Rice actually has a lot of iron in its seed coat, but it quickly spoils in tropical climates unless the seed coat is removed (aka "polished"). Additionally, eating polished rice is culturally important to most of these peoples (probably because brown rice tastes terrible!).
The team accomplished this by modifying the synthesis of two enzymes - one that pulls iron out of the soil and into the plant (nicotianamin synthase), and another that stores the iron in the endosperm of the seed (ferritin).
I was initially skeptical because the increased presence of a nutrient doesn't necessarily mean that humans will be able to absorb and use more of the nutrient. Plants are notorious for locking up nutrients (especially iron) in chemicals that bind (aka "chelate") the nutrients so strongly that the human digestive system can't separate them. The press release mentioned that ferritin is also used by human cells, so presumably this wouldn't be a problem.

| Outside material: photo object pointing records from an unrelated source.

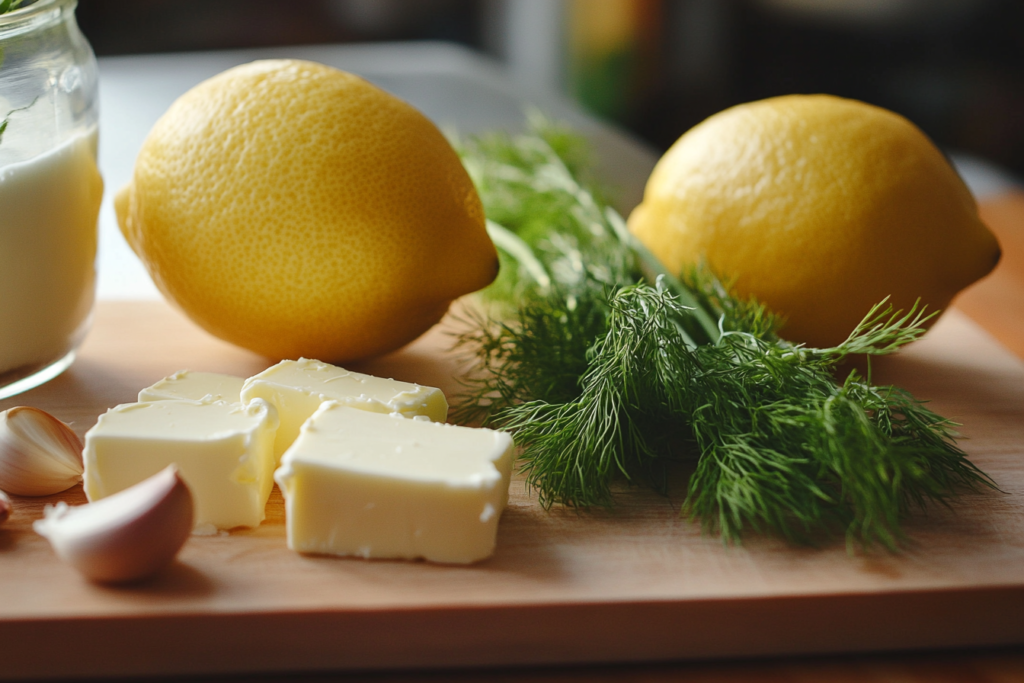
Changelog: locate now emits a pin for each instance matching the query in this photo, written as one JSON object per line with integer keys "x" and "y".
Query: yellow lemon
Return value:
{"x": 294, "y": 209}
{"x": 819, "y": 207}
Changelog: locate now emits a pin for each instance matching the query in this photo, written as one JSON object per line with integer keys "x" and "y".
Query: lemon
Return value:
{"x": 819, "y": 207}
{"x": 296, "y": 210}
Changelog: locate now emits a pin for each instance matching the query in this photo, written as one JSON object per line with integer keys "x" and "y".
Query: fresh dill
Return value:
{"x": 607, "y": 369}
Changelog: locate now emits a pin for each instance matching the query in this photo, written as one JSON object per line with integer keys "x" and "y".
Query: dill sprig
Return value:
{"x": 608, "y": 370}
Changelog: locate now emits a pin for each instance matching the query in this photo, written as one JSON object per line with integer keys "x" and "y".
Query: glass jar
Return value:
{"x": 49, "y": 191}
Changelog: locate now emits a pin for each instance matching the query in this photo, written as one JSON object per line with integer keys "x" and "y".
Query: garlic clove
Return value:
{"x": 39, "y": 455}
{"x": 125, "y": 537}
{"x": 5, "y": 507}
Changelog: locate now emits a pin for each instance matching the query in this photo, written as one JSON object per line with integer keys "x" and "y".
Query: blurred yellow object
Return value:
{"x": 297, "y": 210}
{"x": 819, "y": 207}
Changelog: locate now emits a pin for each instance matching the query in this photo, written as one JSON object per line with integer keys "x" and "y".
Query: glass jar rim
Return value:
{"x": 39, "y": 10}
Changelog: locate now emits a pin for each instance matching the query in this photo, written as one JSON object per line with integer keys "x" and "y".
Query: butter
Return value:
{"x": 384, "y": 486}
{"x": 195, "y": 386}
{"x": 224, "y": 452}
{"x": 297, "y": 388}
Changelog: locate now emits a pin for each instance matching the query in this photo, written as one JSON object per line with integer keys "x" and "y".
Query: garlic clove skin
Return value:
{"x": 39, "y": 455}
{"x": 125, "y": 537}
{"x": 5, "y": 507}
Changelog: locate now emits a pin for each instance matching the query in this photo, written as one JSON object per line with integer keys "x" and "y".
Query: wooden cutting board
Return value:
{"x": 635, "y": 584}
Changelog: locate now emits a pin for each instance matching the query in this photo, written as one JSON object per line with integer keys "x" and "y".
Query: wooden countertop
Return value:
{"x": 636, "y": 585}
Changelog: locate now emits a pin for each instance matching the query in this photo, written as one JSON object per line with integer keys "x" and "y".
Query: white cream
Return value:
{"x": 48, "y": 210}
{"x": 195, "y": 386}
{"x": 224, "y": 453}
{"x": 378, "y": 485}
{"x": 297, "y": 388}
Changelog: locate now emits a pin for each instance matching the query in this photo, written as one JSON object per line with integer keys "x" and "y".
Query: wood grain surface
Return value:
{"x": 635, "y": 584}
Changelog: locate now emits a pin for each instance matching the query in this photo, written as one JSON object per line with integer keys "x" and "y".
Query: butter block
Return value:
{"x": 297, "y": 388}
{"x": 195, "y": 386}
{"x": 379, "y": 485}
{"x": 224, "y": 452}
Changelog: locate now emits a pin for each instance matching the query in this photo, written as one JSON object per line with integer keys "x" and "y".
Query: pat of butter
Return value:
{"x": 297, "y": 388}
{"x": 384, "y": 486}
{"x": 223, "y": 451}
{"x": 195, "y": 386}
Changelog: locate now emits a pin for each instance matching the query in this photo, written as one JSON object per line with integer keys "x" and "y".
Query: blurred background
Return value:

At any rate, it'll be many years before this new variety is released to the public. As can be seen with ETH Zurich's previous work with Golden Rice, which has elevated levels of vitamin A, numerous laboratory and field trials are required before this plant can be approved for human consumption. Different cultures tend to be really picky about the varieties of rice they like to eat, so part of the development process will probably involve moving this trait into locally-adapted varieties.
Original: J. Wirth et al. (2009) Rice endosperm iron biofortification by targeted and synergistic action of nicotianamine synthase and ferritin. Plant Biotechnology Journal, 7: in press.